NO FEWER THAN three of the blurbs on the paperback compare Hemon to Nabokov, so there must be something to the comparison...but what? Both are Slavic, and both have fashioned an intriguing prose style without English being their mother tongue--but that's as far as it goes, so far as I can tell.
They are both literate and witty, but not at all in similar ways. They are both interested in dislocation, but Nabokov's is an exile-from-Eden kind of dislocation, Hemon's more the emigrant/immigrant kind of not-really-at-home anywhere dislocation.
Hemon does remind me a lot of Richard Powers, though, at least in this novel; like most of Powers's novels, it's braided, two independent yet interwoven strands of narrative. In one, based on an historical event in turn-of-the-century Chicago, Lazarus Averbuch, whose escape from the pogroms of Moldova has brought him to the U.S., is brutally murdered by the Chicago chief of police, who has jumped to the conclusion that Averbuch is an anarchist terrorist wishing to assassinate him. The novel begins with this episode, then traces its consequences for Averbuch's friend Isador, who has to go into hiding, and his sister Olga, who has to deal with the various parties hoping to spin her young brother's death one way or another.
In the second strand, Vladimir Brik, a writer in circumstances a bit like Hemon 's (Bosnian, living in Chicago, an aspiring writer deft at getting grants) finds out about Lazarus Averbuch and decides to write a book about him. To that end, he and a photographer acquaintance (also Bosnian) travel to Averbuch's native territory, still caught in its post-Soviet-bloc turbulence and straitened circumstances. Possibly, the Averbuch strand in the novel is Brik's work.
As in Powers, the two strands criss-cross and illuminate each other in many ways, small and large. An opportunistic journalist named Miller figuires in both; the vicious shooting of the Averbuch strand is eventually mirrored in the Brik strand; in both, we have a bereaved sister.
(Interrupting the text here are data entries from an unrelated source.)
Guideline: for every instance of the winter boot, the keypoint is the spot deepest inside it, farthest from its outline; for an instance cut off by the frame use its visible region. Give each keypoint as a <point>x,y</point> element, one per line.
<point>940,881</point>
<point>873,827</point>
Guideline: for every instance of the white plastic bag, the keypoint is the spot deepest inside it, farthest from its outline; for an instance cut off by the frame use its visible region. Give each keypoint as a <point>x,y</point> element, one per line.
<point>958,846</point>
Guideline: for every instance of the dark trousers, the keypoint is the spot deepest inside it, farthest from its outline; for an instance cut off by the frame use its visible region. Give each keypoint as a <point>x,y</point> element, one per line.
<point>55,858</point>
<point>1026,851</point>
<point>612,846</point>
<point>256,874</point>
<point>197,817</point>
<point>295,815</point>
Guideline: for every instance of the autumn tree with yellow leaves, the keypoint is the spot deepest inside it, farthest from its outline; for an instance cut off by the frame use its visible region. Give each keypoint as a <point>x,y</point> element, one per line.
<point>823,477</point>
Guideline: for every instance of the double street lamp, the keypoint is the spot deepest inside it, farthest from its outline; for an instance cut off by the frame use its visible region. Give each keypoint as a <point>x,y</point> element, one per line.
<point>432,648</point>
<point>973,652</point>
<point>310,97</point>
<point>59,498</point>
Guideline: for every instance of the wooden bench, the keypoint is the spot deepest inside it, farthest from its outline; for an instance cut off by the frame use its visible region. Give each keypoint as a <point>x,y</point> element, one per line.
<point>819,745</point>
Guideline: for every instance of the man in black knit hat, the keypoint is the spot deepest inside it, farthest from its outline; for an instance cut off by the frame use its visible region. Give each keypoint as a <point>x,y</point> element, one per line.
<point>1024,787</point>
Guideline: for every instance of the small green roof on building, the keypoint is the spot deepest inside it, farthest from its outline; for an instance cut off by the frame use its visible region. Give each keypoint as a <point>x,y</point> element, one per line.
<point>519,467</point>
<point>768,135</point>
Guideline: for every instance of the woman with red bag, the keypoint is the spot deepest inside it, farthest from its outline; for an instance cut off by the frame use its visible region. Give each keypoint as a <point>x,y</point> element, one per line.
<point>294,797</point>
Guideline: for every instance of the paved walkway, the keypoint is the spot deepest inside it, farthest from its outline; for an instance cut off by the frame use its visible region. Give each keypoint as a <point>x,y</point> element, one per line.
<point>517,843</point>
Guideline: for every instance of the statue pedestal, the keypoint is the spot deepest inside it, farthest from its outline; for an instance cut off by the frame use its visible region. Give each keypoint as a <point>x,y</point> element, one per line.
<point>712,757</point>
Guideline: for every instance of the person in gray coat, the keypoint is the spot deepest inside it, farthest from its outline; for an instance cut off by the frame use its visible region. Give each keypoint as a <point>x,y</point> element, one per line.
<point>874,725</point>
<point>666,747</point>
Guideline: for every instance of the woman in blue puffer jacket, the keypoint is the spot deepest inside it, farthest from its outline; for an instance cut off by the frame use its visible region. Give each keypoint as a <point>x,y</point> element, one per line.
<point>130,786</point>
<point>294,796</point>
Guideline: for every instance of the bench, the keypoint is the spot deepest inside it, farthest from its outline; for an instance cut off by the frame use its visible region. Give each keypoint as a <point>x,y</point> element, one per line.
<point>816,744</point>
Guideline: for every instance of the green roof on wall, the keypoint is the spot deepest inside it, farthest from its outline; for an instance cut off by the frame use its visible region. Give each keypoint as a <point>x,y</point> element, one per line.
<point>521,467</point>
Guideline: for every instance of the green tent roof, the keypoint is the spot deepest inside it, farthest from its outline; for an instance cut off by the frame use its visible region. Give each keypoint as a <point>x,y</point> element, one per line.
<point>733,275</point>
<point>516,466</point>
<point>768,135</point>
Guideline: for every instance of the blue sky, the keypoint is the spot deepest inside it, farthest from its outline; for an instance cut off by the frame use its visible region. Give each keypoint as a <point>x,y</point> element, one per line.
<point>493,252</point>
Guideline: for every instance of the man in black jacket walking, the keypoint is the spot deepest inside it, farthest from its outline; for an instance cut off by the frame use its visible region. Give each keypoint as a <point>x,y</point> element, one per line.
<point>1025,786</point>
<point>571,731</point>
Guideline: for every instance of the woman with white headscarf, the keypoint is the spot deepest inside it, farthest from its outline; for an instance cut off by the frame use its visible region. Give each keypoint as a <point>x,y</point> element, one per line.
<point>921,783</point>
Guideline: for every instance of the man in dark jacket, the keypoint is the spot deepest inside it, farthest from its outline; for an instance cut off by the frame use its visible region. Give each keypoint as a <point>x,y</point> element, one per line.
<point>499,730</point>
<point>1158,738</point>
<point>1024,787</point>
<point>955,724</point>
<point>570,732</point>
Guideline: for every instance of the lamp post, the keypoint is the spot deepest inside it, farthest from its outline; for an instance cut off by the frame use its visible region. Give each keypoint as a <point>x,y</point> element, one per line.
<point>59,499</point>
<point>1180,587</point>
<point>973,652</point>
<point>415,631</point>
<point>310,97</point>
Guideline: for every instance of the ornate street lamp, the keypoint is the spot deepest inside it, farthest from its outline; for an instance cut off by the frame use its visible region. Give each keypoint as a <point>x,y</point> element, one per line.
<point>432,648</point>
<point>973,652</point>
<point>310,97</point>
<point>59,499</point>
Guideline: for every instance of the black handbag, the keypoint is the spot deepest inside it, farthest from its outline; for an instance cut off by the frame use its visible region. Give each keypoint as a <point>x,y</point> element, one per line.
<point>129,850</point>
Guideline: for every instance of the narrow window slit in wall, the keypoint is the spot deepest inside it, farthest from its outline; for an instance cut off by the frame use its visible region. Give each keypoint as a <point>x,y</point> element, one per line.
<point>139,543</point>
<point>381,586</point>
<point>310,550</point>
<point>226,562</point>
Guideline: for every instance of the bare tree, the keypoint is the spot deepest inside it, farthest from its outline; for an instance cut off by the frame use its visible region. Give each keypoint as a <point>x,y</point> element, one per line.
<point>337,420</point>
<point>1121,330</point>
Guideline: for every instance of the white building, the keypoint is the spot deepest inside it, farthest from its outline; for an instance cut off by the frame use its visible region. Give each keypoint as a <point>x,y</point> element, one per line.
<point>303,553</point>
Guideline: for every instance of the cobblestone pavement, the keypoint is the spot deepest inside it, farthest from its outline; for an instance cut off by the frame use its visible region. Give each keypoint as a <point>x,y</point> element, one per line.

And in both, dislocation matters. Averbuch, as a Jew, was an outsider even in his birthplace; in his adopted country, he is readily and fatally mistaken for a threat. Brik can never feel quite at home in Chicago, but once he is back in Bosnia, he cannot really pick up the thread of the lfe he left behind--too much has happened, to him and to Bosnia. The pain of this double dislocation shadows each strand of the book, very effectively.
It's a strong book. It's just not a Nabokovian book.